I'm having problems. And I'm making problems myself but I don't know how to stop myself.

 

After a bad experience with a guy and not knowing whether I've been rejected because of myself or as he claimed he had a mental disease. We remained friends for a year but due to some problems we're not anymore.

 

 

Also I had a bad break up before that. In Which he suddenly left me, telling me a year later he never loved me. And all the time we were together was a lie. I don't know why he lied.

 

 

I used to be a stronger person but now I feel inadequate.

 

 

Mostly because of the second guy. Every girl I see I keep telling myself:"I bet he would date her. She's hot. I'm not."

"I bet he would love this one, she's his taste. She looks cool and special"

 

"I bet this one knows about everything.."

 

I keep pitying myself, feeling bad and unattractive.

 

Even though he had said to his friend that i'm pretty.
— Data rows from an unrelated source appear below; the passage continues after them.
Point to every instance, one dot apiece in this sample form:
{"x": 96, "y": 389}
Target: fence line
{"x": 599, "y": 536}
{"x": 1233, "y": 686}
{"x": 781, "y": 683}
But knowing that doesn't help either.

 

I've read and I think I have dependable personality disorder but its mostly obvious for stuff related to him.

 

My past relationship has its effects too,

I don't have access to counseling nor psychiatrist where I am.

 

How do I stop this?

Posted

Go to your doctor and ask to be referred to a counsellor.

because you do need help to get over this, and much as we'd love to help, you need someone who will monitor your progress.

 

Some things just can't be done by joining a forum...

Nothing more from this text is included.